Kommentar
Impfmüdigkeit: Warum wir die Unentschlossenen überzeugen müssen
08.07.2021, 18:18 Uhr
Es war Mitte Mai, als der New Yorker Bürgermeister Bill de Blasio sich ein paar Pommes in den Mund schob und in dem Video, das er auf Twitter verbreitete, schmatzend sagte: „Ich möchte, dass Sie daran denken“ – er zeigte auf einen Hamburger in seiner Hand – „wenn Sie das ansprechend finden, denken Sie doch einfach daran, wenn Sie an die Impfung denken.“ Während Bill de Blasio also versuchte, seine Bürger vom Impfen zu überzeugen, musste Deutschland mit Priorisierungen arbeiten. Die raren Vakzine lösten neue Phänomene wie Impfneid und Impfscham aus.
Nun, zwei Monate später, macht sich auch hierzulande Müdigkeit breit. In den Impfzentren tauchen Angemeldete einfach nicht auf, überhaupt müssen immer mehr Menschen angerufen werden, um die freien Termine zu besetzen. Manch Politiker spricht von einem „Sättigungsbereich“, der in Deutschland nahezu erreicht worden sei.

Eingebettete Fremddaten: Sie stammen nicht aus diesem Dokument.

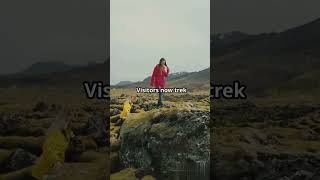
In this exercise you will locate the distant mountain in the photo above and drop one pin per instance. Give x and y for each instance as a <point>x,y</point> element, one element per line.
<point>124,83</point>
<point>72,78</point>
<point>48,67</point>
<point>171,76</point>
<point>199,80</point>
<point>276,62</point>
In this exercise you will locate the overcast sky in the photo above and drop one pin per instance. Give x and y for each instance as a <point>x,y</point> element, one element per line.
<point>143,31</point>
<point>73,31</point>
<point>76,31</point>
<point>258,16</point>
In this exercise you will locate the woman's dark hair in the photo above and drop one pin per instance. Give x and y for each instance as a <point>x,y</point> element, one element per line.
<point>162,59</point>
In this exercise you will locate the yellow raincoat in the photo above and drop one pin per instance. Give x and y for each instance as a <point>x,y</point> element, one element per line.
<point>126,109</point>
<point>53,151</point>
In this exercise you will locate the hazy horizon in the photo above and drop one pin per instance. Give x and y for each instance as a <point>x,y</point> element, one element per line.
<point>144,31</point>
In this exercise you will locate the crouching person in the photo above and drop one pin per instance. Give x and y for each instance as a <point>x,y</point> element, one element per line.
<point>53,150</point>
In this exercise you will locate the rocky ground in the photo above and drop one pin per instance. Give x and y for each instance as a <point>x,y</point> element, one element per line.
<point>265,142</point>
<point>167,143</point>
<point>22,132</point>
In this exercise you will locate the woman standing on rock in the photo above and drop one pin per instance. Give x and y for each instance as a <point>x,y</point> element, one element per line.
<point>158,78</point>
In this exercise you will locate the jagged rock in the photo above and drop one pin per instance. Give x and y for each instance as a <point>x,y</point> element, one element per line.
<point>148,177</point>
<point>97,127</point>
<point>20,159</point>
<point>10,123</point>
<point>160,138</point>
<point>126,174</point>
<point>41,107</point>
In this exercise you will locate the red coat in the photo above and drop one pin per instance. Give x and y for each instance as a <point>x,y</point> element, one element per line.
<point>158,78</point>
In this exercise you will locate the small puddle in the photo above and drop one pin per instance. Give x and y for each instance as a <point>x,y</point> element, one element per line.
<point>190,170</point>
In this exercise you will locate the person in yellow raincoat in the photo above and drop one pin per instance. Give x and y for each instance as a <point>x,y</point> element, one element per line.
<point>127,105</point>
<point>54,148</point>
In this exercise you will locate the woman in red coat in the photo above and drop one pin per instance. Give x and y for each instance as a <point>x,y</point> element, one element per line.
<point>158,78</point>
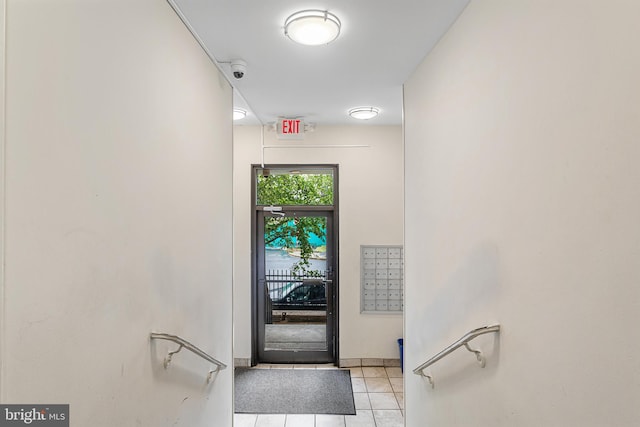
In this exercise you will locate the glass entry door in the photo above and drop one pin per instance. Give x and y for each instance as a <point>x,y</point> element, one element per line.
<point>295,285</point>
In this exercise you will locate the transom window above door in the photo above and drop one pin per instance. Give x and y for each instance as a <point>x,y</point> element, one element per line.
<point>296,186</point>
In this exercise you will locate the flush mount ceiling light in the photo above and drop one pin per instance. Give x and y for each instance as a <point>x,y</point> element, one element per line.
<point>364,113</point>
<point>312,27</point>
<point>239,113</point>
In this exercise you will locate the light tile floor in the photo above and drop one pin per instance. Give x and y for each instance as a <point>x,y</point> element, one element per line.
<point>377,393</point>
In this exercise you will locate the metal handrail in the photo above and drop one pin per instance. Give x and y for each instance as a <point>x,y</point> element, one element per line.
<point>186,344</point>
<point>464,341</point>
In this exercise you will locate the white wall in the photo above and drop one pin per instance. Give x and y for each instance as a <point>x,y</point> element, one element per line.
<point>522,206</point>
<point>118,213</point>
<point>370,203</point>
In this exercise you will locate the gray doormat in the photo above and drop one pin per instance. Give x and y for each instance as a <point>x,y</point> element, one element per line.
<point>293,391</point>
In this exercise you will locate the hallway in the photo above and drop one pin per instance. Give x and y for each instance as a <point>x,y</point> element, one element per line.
<point>378,395</point>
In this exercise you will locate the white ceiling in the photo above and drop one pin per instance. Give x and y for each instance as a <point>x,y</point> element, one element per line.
<point>380,44</point>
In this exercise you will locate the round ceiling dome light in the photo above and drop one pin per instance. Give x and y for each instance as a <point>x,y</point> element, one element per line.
<point>239,114</point>
<point>364,113</point>
<point>312,27</point>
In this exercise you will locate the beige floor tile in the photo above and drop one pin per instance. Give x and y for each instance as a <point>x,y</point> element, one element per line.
<point>330,420</point>
<point>300,420</point>
<point>383,401</point>
<point>397,384</point>
<point>270,420</point>
<point>244,420</point>
<point>327,366</point>
<point>388,418</point>
<point>362,400</point>
<point>374,372</point>
<point>356,372</point>
<point>400,399</point>
<point>358,385</point>
<point>394,372</point>
<point>378,385</point>
<point>363,418</point>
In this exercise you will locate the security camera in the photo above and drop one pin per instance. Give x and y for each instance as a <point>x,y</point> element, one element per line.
<point>238,68</point>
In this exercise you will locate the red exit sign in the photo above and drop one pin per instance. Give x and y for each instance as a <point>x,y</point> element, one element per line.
<point>290,128</point>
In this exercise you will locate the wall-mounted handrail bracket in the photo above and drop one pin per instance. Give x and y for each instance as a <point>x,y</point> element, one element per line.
<point>167,360</point>
<point>428,377</point>
<point>481,359</point>
<point>186,344</point>
<point>464,341</point>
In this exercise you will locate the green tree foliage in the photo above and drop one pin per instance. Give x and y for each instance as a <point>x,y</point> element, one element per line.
<point>295,189</point>
<point>295,232</point>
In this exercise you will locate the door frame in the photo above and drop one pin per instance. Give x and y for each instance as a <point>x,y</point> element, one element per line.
<point>333,212</point>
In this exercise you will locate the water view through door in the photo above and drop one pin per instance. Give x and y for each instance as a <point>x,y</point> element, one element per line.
<point>295,283</point>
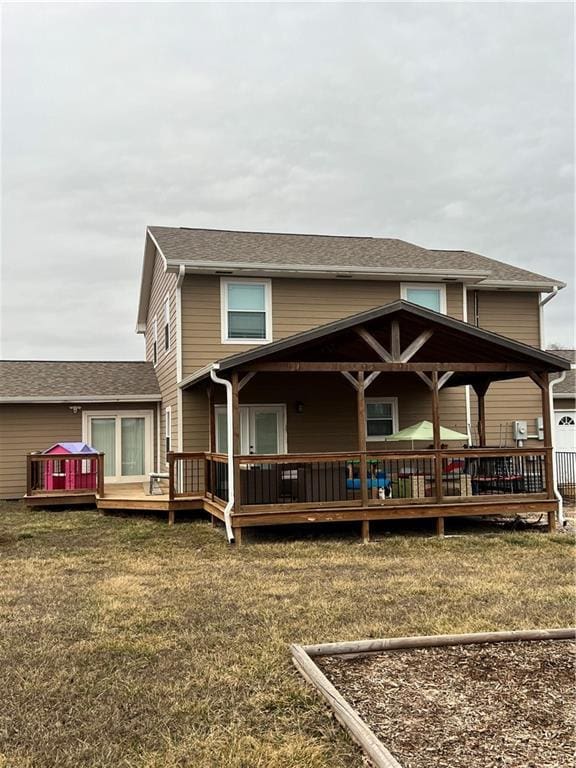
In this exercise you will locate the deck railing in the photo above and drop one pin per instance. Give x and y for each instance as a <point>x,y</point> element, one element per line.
<point>66,474</point>
<point>360,479</point>
<point>405,477</point>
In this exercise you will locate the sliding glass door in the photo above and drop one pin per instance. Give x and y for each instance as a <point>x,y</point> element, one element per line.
<point>125,438</point>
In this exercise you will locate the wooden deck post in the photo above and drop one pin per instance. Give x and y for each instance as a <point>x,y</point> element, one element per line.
<point>235,415</point>
<point>437,438</point>
<point>170,460</point>
<point>365,531</point>
<point>361,403</point>
<point>211,419</point>
<point>480,388</point>
<point>28,474</point>
<point>100,487</point>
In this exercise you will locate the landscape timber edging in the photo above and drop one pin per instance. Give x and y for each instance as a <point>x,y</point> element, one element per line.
<point>303,659</point>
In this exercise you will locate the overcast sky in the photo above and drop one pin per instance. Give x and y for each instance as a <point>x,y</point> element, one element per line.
<point>448,125</point>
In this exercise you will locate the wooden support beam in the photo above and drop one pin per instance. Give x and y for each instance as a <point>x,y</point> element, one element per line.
<point>295,366</point>
<point>417,344</point>
<point>245,379</point>
<point>444,378</point>
<point>361,408</point>
<point>348,376</point>
<point>365,531</point>
<point>236,439</point>
<point>370,378</point>
<point>425,378</point>
<point>395,339</point>
<point>380,350</point>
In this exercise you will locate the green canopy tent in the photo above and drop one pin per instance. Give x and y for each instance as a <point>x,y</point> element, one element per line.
<point>424,430</point>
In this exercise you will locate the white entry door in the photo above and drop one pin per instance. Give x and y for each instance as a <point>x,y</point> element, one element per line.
<point>125,438</point>
<point>565,430</point>
<point>262,429</point>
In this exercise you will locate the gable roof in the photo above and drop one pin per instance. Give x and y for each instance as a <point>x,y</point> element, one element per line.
<point>568,386</point>
<point>23,381</point>
<point>315,343</point>
<point>374,255</point>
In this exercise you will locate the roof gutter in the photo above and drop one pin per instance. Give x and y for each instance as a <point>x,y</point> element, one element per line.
<point>230,436</point>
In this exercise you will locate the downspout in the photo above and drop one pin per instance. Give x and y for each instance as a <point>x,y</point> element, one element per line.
<point>541,304</point>
<point>230,434</point>
<point>468,411</point>
<point>557,493</point>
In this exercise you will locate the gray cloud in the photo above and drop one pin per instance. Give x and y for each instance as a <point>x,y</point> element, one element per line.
<point>448,125</point>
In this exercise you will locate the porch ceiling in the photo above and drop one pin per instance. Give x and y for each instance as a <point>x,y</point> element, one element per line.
<point>449,344</point>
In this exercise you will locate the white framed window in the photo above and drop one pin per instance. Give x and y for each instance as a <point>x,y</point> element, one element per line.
<point>167,324</point>
<point>246,308</point>
<point>168,430</point>
<point>381,417</point>
<point>428,295</point>
<point>154,341</point>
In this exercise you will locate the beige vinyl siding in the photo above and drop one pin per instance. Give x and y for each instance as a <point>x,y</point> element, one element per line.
<point>297,305</point>
<point>516,315</point>
<point>164,284</point>
<point>27,428</point>
<point>329,418</point>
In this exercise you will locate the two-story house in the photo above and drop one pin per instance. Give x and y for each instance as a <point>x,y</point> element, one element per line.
<point>285,365</point>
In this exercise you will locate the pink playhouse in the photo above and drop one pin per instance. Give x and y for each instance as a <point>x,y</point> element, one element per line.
<point>71,474</point>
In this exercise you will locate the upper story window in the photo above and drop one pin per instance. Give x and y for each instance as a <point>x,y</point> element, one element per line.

Es gibt drei Gruppen in der Bevölkerung: die, die sich immunisieren lassen wollen und nun geimpft sind. Die, die unentschlossen, aber durchaus zu überzeugen sind. Und die, die auf keinen Fall geimpft werden wollen. Die Unentschlossenen sind entscheidend für die Frage, wie sich unser Leben im Herbst gestaltet. Virologen rechnen damit, dass bei einer Impfquote von 70 Prozent keine weiteren Lockdowns nötig sind. Dass dann vernünftige Hygienekonzepte ausreichen, um gut durch die Erkältungszeit zu kommen. Klar ist: Die Infektionszahlen werden unweigerlich steigen, wenn die Tage wieder kürzer werden, das liegt in der Natur des Coronavirus´.
Für uns in Deutschland mag es unbeholfen wirken, wenn ein amerikanischer Politiker versucht, mit kostenlosen Pommes Impfmüde auf seine Seite zu ziehen. Anderswo in den USA lockt man erfolgreich mit Bargeld, der Teilnahme an einer Verlosung, einer Wertpapier-Anleihe. Die Richtung stimmt: Mit Aufklärung, Sonderaktionen, unkomplizierten Impfangeboten und vielleicht sogar Prämien muss die Politik versuchen, die Pandemie zu bekämpfen. Wir dürfen die Unentschlossenen nicht sich selbst überlassen.